Thanks, that cleared things up for me. Just a quick follow-up question:

Does “without running into availability issues” mean that there is no availability loss at all or will there be a short period (e.g. a few seconds) of unavailability while the replicas are shifted to other teams?

There might be few seconds (worst case) to recruit node into roles, or to update shard to TLog mapping. But that will be transparent to users, as it will be taken care of ny automatic transaction retry by the fdb client. Or it could be that the transaction takes a few seconds longer to commit during the reassignment. But clients should not see any failures.

1 Like

The “Minimum number of nodes to allow fault tolerance” is… misleading at best. I worked through one round of corrections to that page with them before, but some pieces were still disputed. FoundationDB didn’t have great public documentation at the time when their article was written (and it could still be much better). They gave a very respectable attempt at consuming and digesting the information that was publicly available, but it would have been nice if they double checked it with us before posting, especially given that we’d already met. :man_shrugging:

RF=5 means that you can tolerate 4 failures in FDB, but only that you can tolerate 2 failures in Raft. It’d be far more fair to compare fault tolerance over Replication Factor:

F=1 F=2 F=3
FDB Raft FDB Raft FDB Raft
Replicas 2 3 3 5 4 7

Which is really just comparing F+1 (FDB) vs 2F+1 (Raft). Most folk run with F=2, so that’s triple or 3 replicas in FDB, and RF=5 or 5 replicas in Raft.

That table was also trying to show that some amount of extra nodes are required for FDB to be able to reconfigure in reaction to a failure, which is true. The minimum size for a 3 replica cluster in FDB is 5 nodes, so that if 2 of them fail, there are 3 left to reconfigure to. The minimum size of a Raft-based DB for 2 failures is also 5. This is why their table shows FDB: 5 for RF=3.

However, this is misleading once the size of the cluster increases. FDB requires 3 replicas * number of shards + 2 nodes to survive 2 failures. Raft requires 5 replicas * number of shards nodes to survive 2 failures. As the number of shards approach infinity, that means FDB requires 40% less nodes, whereas their table presents the opposite view.

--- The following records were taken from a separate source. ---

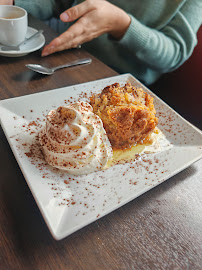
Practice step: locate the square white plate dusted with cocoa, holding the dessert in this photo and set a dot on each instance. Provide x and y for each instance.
(69, 203)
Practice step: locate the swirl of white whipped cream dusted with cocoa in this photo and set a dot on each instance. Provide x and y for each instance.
(74, 139)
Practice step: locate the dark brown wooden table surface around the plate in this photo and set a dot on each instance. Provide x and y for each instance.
(161, 229)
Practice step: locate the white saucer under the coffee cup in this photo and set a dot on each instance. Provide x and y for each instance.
(31, 46)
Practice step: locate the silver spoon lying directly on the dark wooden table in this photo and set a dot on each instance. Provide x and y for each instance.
(49, 71)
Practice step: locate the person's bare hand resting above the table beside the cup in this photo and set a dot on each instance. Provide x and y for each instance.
(95, 17)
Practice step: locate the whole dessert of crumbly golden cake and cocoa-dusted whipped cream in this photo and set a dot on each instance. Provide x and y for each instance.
(79, 138)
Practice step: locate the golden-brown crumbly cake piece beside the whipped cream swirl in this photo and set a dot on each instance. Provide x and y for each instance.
(127, 113)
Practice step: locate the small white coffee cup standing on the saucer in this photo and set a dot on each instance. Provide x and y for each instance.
(13, 25)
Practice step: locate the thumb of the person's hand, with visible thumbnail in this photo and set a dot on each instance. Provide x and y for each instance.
(75, 12)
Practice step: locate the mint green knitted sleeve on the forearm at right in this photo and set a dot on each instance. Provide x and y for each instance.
(167, 48)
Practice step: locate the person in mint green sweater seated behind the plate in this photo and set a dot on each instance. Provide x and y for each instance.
(143, 37)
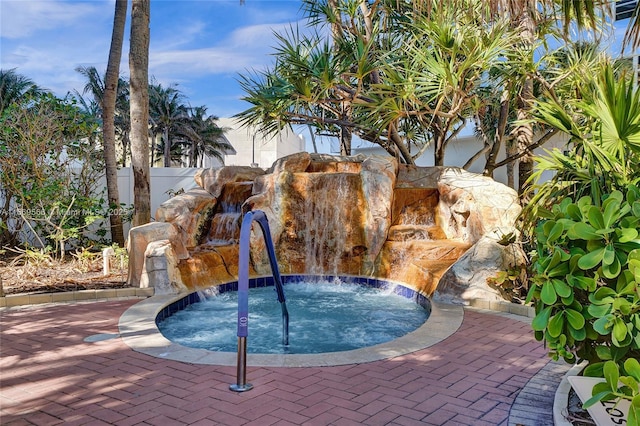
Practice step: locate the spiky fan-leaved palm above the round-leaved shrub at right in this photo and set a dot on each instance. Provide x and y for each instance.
(603, 126)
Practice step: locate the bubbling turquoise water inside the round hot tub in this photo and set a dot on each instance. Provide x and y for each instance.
(324, 317)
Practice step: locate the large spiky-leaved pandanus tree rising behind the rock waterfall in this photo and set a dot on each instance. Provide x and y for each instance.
(400, 77)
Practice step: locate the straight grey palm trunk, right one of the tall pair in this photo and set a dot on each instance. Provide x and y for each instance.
(139, 81)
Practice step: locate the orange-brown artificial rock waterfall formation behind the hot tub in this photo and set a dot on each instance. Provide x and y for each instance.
(332, 215)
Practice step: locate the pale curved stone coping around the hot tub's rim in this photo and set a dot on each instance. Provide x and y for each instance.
(138, 330)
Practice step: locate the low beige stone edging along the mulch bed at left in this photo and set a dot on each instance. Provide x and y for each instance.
(14, 300)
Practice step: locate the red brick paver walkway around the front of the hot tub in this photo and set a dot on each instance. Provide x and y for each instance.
(50, 375)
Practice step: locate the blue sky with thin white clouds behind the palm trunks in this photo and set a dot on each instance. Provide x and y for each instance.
(201, 45)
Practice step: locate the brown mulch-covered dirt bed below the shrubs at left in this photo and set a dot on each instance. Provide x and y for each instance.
(49, 276)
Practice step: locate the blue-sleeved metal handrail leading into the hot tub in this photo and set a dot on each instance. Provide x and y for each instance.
(241, 384)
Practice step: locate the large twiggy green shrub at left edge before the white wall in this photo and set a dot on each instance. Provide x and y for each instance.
(49, 172)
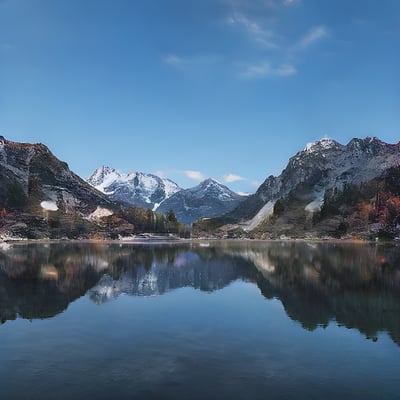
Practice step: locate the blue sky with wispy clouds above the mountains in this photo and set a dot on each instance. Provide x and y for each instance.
(228, 89)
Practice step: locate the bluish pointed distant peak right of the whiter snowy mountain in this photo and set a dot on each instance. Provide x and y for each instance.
(208, 199)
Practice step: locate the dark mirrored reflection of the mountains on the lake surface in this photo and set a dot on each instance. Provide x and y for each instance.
(358, 286)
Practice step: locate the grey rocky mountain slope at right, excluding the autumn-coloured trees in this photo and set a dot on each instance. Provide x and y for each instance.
(292, 202)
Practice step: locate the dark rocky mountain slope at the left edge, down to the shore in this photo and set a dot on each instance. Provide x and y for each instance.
(39, 194)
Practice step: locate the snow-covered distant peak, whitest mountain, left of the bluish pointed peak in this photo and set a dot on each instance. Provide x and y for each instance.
(135, 188)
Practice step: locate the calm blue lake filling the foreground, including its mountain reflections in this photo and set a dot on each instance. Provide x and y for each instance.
(200, 320)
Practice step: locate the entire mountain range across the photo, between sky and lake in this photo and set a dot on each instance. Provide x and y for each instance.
(327, 189)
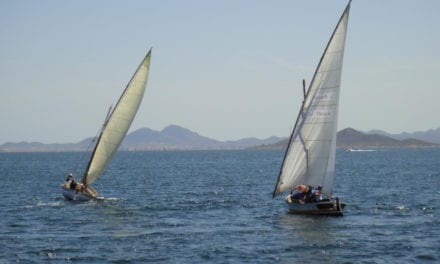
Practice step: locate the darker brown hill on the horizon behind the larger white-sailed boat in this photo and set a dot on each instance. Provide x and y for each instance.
(351, 138)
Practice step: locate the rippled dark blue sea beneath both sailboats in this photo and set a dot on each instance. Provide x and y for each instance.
(217, 207)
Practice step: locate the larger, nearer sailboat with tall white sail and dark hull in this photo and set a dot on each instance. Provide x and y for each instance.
(310, 154)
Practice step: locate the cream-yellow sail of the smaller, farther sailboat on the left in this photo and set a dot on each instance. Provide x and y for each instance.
(119, 121)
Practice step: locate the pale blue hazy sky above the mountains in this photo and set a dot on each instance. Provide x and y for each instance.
(224, 69)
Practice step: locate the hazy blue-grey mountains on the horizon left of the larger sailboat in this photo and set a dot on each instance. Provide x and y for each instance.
(170, 138)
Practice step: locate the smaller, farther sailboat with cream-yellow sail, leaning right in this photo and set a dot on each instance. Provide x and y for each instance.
(113, 131)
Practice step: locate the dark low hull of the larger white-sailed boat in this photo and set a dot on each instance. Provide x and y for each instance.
(326, 207)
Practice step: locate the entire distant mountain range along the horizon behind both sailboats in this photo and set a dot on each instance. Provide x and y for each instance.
(178, 138)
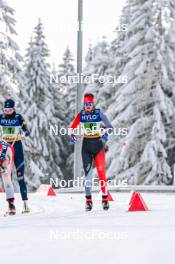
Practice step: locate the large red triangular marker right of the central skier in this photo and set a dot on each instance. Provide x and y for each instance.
(137, 203)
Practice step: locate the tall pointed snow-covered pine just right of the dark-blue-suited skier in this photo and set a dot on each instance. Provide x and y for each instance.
(40, 113)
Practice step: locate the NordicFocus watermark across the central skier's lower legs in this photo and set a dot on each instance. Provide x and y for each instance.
(83, 182)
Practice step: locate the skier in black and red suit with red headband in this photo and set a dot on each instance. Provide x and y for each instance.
(92, 120)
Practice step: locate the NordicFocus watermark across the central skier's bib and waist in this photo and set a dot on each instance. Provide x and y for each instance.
(80, 131)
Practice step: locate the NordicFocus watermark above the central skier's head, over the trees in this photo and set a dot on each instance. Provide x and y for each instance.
(85, 79)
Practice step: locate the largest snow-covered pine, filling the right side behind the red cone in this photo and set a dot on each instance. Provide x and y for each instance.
(145, 104)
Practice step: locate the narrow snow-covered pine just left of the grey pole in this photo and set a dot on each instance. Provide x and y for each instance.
(67, 93)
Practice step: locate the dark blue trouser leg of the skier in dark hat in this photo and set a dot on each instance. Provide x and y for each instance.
(19, 164)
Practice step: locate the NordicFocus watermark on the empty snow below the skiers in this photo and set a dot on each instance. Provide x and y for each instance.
(78, 234)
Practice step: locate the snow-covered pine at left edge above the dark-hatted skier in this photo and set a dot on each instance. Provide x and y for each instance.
(10, 71)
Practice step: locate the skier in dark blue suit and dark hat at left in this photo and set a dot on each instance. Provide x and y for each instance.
(11, 126)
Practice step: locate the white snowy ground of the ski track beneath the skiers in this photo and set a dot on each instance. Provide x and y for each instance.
(59, 231)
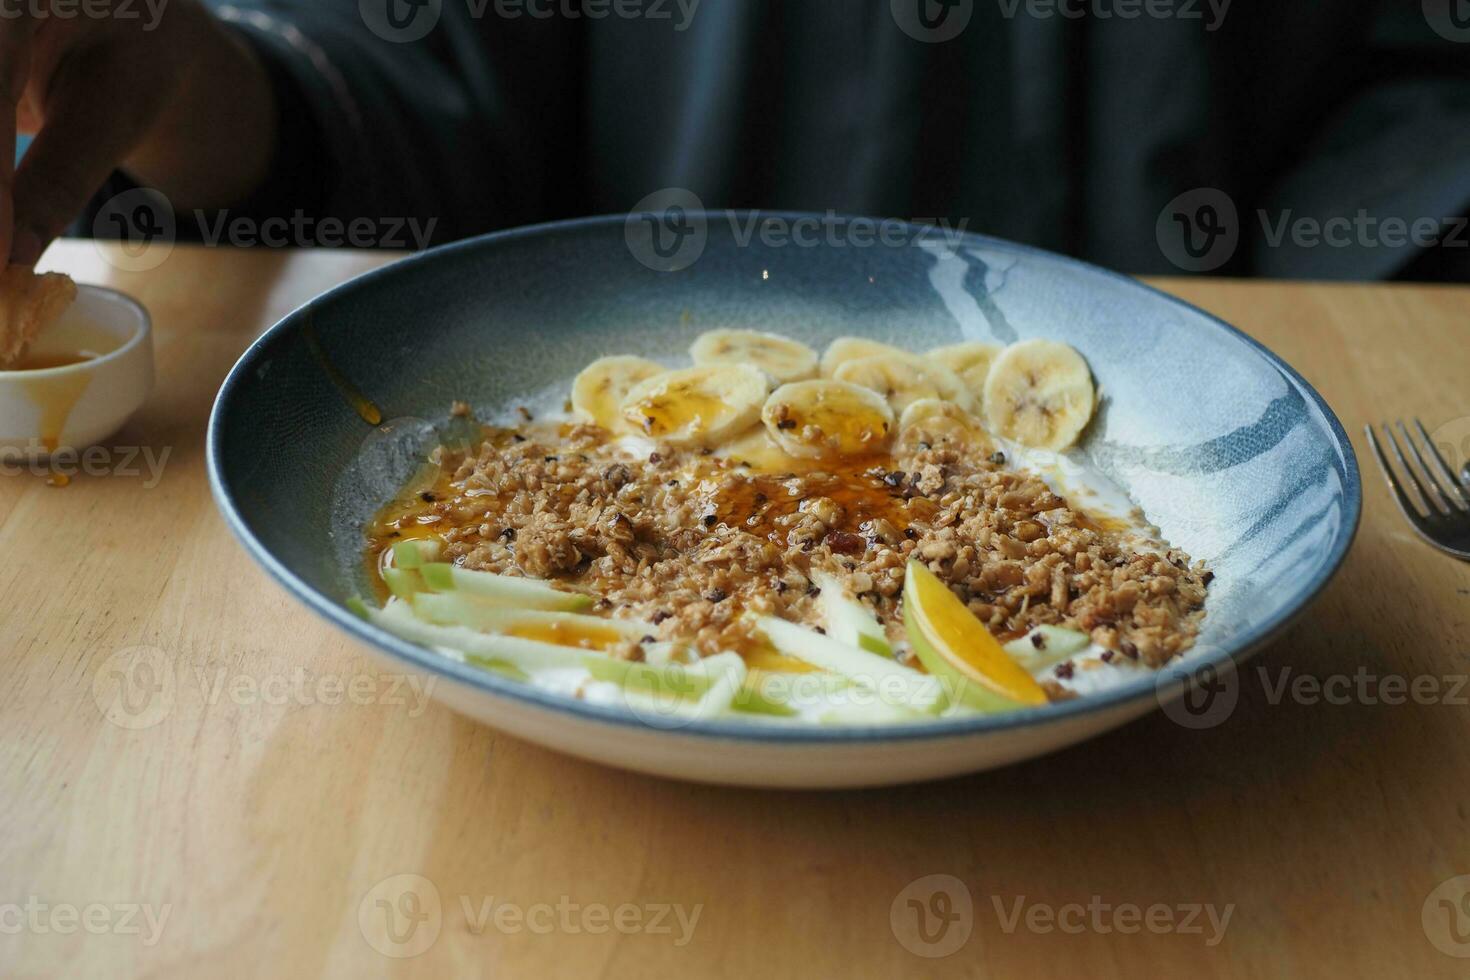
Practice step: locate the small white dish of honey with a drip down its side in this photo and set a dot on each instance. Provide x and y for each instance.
(79, 405)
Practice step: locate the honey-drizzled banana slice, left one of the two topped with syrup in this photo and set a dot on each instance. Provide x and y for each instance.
(698, 406)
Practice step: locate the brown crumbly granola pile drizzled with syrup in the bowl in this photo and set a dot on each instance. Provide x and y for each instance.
(690, 540)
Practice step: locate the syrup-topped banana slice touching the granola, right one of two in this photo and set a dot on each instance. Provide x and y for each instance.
(828, 418)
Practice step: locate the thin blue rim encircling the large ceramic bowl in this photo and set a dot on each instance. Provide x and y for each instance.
(1233, 652)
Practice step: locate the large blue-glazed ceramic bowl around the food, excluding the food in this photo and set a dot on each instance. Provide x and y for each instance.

The tradeoff for this cost savings is that there’s an unavailability window during the reconfiguration step. In chain replicated databases, this was shard unavailability during reconfiguring the chain. In FDB, this is write unavailability to all shards. It requires a failure of a key transaction subsystem component though, which is typically presented as 10% of the cluster, so a 10% chance of a node failure causing a few seconds of unavailability. Raft-based databases will have temporary shard unavailability if a leader fails, so on a large enough cluster, every node failure will cause a shard of data to be unavailable until a new raft leader is re-elected, but that’s only a small fraction of the shards being unavailable.

I personally view the tradeoff as FDB gives you 99.95% availability and you pay for 3 replicas per shard. Raft gives you 99.99% availability and you pay for 5 replicas per shard. Choose the one you wish depending on the financial value of availability for you.